While it has heretofore been known to employ severe filtering and averaging techniques to discriminate against parasitic echo pulses, such expedients act to slow down the response time of the meter to changes in liquid level. This slowdown is not tolerable where a rapid response is required, as is usually the case.
It is also known to take spikes out of ultrasonic liquid level measurements in open-channel meters in a situation in which secondary echoes are derived from the transducer face itself.

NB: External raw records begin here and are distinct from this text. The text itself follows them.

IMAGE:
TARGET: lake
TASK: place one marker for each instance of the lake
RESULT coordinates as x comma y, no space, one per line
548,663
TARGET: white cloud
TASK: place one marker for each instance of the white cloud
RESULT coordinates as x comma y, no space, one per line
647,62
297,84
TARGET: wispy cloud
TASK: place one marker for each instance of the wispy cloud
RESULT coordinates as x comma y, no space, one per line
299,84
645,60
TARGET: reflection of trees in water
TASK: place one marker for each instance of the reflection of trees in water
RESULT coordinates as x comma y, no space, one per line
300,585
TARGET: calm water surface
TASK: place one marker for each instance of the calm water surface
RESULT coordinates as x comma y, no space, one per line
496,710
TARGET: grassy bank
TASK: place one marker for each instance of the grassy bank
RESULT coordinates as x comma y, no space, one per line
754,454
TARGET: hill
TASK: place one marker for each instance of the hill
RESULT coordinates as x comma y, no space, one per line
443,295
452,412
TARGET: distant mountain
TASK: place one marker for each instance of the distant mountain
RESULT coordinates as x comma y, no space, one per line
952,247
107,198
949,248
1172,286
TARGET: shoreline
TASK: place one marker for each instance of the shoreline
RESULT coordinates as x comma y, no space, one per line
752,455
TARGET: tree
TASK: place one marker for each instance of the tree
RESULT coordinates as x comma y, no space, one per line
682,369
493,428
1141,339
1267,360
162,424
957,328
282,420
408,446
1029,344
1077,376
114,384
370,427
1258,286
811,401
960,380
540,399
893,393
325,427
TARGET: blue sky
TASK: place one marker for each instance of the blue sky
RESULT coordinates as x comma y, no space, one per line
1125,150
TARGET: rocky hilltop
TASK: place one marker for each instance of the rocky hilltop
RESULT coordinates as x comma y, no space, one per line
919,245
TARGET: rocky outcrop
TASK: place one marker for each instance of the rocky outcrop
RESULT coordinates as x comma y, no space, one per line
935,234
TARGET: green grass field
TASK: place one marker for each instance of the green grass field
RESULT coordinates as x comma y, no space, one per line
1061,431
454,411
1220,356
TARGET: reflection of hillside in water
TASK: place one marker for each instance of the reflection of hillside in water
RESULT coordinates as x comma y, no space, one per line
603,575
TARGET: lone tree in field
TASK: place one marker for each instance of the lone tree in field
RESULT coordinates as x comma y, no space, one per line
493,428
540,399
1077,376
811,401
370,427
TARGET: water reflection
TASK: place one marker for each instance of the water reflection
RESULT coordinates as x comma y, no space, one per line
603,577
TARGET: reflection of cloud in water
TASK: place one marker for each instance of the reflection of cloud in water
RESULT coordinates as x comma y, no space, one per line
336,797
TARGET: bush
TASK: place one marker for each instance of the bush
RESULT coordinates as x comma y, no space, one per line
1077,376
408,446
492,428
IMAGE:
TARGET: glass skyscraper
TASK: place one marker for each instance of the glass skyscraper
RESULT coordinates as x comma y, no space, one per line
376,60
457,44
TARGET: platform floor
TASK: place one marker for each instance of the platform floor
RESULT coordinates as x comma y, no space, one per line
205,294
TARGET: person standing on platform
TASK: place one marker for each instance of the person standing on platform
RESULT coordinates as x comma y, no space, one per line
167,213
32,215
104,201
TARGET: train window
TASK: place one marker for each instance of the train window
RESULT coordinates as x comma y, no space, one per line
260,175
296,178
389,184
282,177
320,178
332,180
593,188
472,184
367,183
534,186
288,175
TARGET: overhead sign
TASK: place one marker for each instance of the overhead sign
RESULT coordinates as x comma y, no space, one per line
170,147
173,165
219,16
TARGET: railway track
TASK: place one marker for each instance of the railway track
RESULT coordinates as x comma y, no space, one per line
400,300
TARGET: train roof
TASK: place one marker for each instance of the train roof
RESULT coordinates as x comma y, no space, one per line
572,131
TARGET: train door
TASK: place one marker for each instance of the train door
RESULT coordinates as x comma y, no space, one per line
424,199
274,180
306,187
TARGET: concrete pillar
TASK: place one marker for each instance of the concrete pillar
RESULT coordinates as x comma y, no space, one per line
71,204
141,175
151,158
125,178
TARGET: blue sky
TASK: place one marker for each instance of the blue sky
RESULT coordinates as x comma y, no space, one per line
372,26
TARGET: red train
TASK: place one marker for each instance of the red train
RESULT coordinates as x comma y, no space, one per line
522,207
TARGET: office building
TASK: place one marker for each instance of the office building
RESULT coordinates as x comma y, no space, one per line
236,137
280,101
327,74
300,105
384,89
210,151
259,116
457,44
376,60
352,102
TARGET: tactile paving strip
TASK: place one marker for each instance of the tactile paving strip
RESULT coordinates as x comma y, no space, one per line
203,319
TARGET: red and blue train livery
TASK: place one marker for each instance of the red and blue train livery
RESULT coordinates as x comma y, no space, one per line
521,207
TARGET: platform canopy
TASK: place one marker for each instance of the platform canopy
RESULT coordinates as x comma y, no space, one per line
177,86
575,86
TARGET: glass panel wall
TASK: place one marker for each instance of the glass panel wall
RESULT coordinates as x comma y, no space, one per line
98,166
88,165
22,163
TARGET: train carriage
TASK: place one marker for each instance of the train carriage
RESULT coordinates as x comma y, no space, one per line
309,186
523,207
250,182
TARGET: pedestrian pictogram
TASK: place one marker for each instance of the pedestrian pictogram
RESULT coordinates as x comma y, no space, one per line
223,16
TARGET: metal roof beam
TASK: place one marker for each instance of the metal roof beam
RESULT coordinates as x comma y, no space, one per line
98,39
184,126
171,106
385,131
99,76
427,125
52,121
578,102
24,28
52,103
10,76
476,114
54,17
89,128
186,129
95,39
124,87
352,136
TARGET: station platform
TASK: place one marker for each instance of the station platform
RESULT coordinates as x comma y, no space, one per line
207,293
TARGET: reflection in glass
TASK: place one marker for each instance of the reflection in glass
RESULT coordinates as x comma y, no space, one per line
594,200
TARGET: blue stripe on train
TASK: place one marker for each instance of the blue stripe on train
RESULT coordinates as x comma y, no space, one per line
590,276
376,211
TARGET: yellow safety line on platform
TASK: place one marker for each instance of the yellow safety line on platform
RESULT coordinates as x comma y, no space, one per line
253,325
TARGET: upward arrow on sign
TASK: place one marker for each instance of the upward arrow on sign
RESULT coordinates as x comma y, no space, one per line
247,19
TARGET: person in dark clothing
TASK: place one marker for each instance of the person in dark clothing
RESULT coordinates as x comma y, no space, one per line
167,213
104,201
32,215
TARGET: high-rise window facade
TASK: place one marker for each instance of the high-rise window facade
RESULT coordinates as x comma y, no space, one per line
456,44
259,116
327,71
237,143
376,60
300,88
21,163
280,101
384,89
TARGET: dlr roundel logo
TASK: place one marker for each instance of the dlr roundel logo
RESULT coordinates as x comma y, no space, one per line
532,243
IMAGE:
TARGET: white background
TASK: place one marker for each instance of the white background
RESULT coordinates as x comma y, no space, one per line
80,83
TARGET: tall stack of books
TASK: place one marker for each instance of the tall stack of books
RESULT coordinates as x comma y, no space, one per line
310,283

This is disclosed in the article "Taking the Spikes out of Ultrasonic Flow Measurement" by Daniel J. Soltz that appeared in the March 1984 issue of Pollution Engineering.
In the problem dealt with in this article, only secondary echoes outside of the measurement (i.e., time) span were found troublesome and easily rejectable. However, the present invention is especially concerned with an ultrasonic liquid level measuring system for tank disposed below an ultrasonically reflective ceiling or with other installations which give rise to parasitic echo pulses well within the measured span. These parasitic echo pulses cannot be rejected in the manner set forth in this article.